Femara® is a drug in a class of medications called aromatase inhibitors. These drugs work by blocking a substance called aromatase, which turns androgen hormones into estrogen in post-menopausal women. Blocking aromatase lowers estrogen levels in the body, inhibiting the growth of some types of breast cancer. In contrast, tamoxifen blocks estrogen receptors on breast cancer cells, intercepting the hormone's ability to signal a tumour to grow faster.
In Canada, an estimated 21,200 women are diagnosed with breast cancer annually and 16,000 will survive, making finding a way for survivors to stay cancer-free a top priority.
The Femara® study, which was funded by the drug's maker, Novartis, involved more than 8,000 postmenopausal women with early breast cancer from 27 countries around the world.
In particular, Femara® was shown to be effective for women who are considered to be at high risk for relapse, either because their cancer had already spread to the lymph nodes before they were diagnosed or because they had previously received chemotherapy. Effects of Femara® included an increased risk for osteoporosis and bone fracture, as well as higher rates of high blood cholesterol and occurrence of heart attacks and strokes than among the women using tamoxifen. But the women on tamoxifen were more likely to experience hot flashes, vaginal bleeding, and endometrial cancer.

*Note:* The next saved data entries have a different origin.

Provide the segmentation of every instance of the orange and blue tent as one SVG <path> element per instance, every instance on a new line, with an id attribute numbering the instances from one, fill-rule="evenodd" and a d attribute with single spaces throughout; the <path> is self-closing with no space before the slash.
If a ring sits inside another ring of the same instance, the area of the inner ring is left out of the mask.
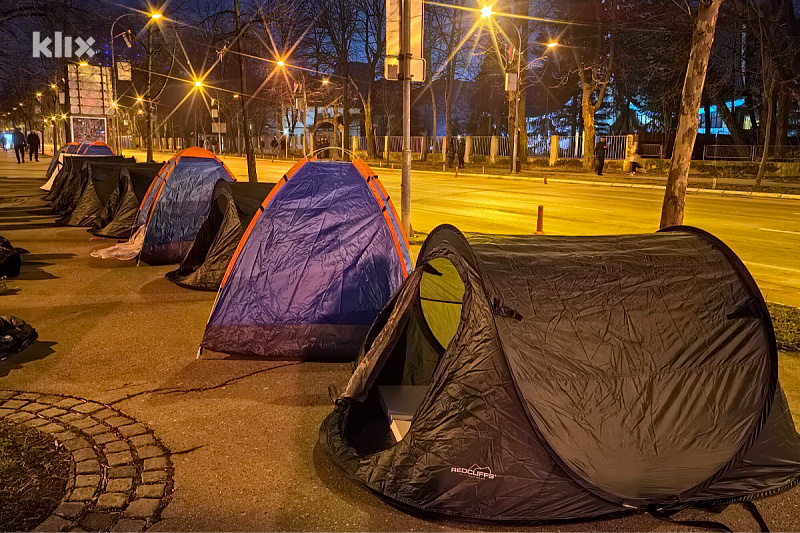
<path id="1" fill-rule="evenodd" d="M 75 152 L 78 155 L 114 155 L 114 150 L 103 141 L 82 143 Z"/>
<path id="2" fill-rule="evenodd" d="M 245 231 L 201 347 L 352 360 L 410 270 L 400 219 L 367 164 L 303 159 Z"/>
<path id="3" fill-rule="evenodd" d="M 58 169 L 61 168 L 61 165 L 64 164 L 63 163 L 64 154 L 74 154 L 76 151 L 78 151 L 79 146 L 80 143 L 75 143 L 75 142 L 67 143 L 64 146 L 62 146 L 58 150 L 58 152 L 56 152 L 56 154 L 53 156 L 53 159 L 50 160 L 50 164 L 47 166 L 47 172 L 45 172 L 44 174 L 44 177 L 47 179 L 47 182 L 41 187 L 39 187 L 40 189 L 45 191 L 50 190 L 50 188 L 53 185 L 51 178 L 55 175 L 56 172 L 58 172 Z"/>
<path id="4" fill-rule="evenodd" d="M 163 265 L 183 259 L 208 214 L 219 180 L 236 178 L 204 148 L 181 150 L 167 161 L 150 184 L 136 218 L 135 225 L 145 227 L 142 261 Z"/>

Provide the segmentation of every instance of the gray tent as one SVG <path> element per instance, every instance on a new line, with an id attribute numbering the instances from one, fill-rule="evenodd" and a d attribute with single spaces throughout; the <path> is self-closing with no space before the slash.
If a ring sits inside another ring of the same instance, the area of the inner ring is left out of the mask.
<path id="1" fill-rule="evenodd" d="M 725 244 L 689 227 L 437 228 L 320 438 L 387 500 L 479 521 L 669 518 L 800 476 L 761 293 Z"/>

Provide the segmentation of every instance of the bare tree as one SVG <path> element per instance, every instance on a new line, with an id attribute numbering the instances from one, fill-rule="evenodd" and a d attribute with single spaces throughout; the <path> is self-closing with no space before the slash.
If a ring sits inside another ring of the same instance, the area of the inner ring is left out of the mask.
<path id="1" fill-rule="evenodd" d="M 689 166 L 692 162 L 694 142 L 697 139 L 703 86 L 721 5 L 722 0 L 700 0 L 697 13 L 693 15 L 692 51 L 683 83 L 681 114 L 661 209 L 661 228 L 683 223 Z"/>

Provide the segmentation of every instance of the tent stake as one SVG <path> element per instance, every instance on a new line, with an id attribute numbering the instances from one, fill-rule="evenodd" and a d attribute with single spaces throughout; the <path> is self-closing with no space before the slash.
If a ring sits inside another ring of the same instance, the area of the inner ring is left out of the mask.
<path id="1" fill-rule="evenodd" d="M 536 235 L 544 235 L 544 206 L 539 206 L 539 213 L 536 215 Z"/>

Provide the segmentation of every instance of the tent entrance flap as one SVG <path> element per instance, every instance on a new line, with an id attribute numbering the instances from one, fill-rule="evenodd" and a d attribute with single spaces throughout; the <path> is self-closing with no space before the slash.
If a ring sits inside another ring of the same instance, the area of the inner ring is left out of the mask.
<path id="1" fill-rule="evenodd" d="M 354 406 L 348 418 L 348 441 L 359 453 L 386 449 L 405 436 L 415 414 L 406 412 L 408 406 L 413 405 L 416 412 L 422 404 L 439 361 L 461 323 L 465 287 L 449 259 L 432 259 L 419 281 L 407 284 L 403 292 L 400 300 L 405 296 L 410 302 L 397 303 L 392 313 L 404 315 L 399 319 L 405 323 L 402 333 L 388 343 L 379 346 L 376 341 L 370 347 L 384 350 L 383 354 L 368 355 L 383 363 L 373 370 L 376 376 L 370 380 L 366 400 Z M 396 409 L 387 402 L 387 394 L 401 399 L 399 403 L 405 409 L 401 417 L 393 412 Z M 403 422 L 399 427 L 398 420 Z"/>

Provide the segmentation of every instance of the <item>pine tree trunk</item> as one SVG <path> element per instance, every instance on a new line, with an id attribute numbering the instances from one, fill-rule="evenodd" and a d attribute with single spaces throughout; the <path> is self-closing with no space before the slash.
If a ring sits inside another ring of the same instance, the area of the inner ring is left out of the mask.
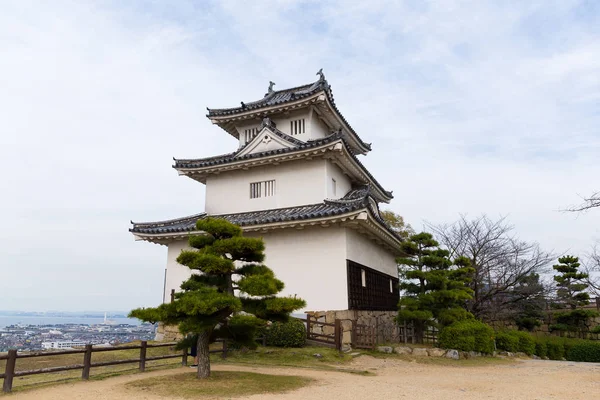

Femara® is approved in Canada for for postmenopausal women with advanced breast cancer and for advanced or metastatic breast cancer who have disease progression after taking antiestrogen therapy. The study could help give aromatase inhibitors leverage to become more commonly used as an early treatment option.
In fact, a group of experts involved in a study funded by AstraZeneca, which makes another aromatase inhibitor, called anastrozole (ARIMIDEX®), is calling for a panel of international experts to name ARIMIDEX® the "preferred breast cancer treatment option," after a study published in the Journal of Clinical Oncology said tamoxifen is no longer the best treatment for postmenopausal women with early breast cancer.
The study goes on to recommend that women who fit this category be treated with an aromatase inhibitor either initially or following treatment with tamoxifen.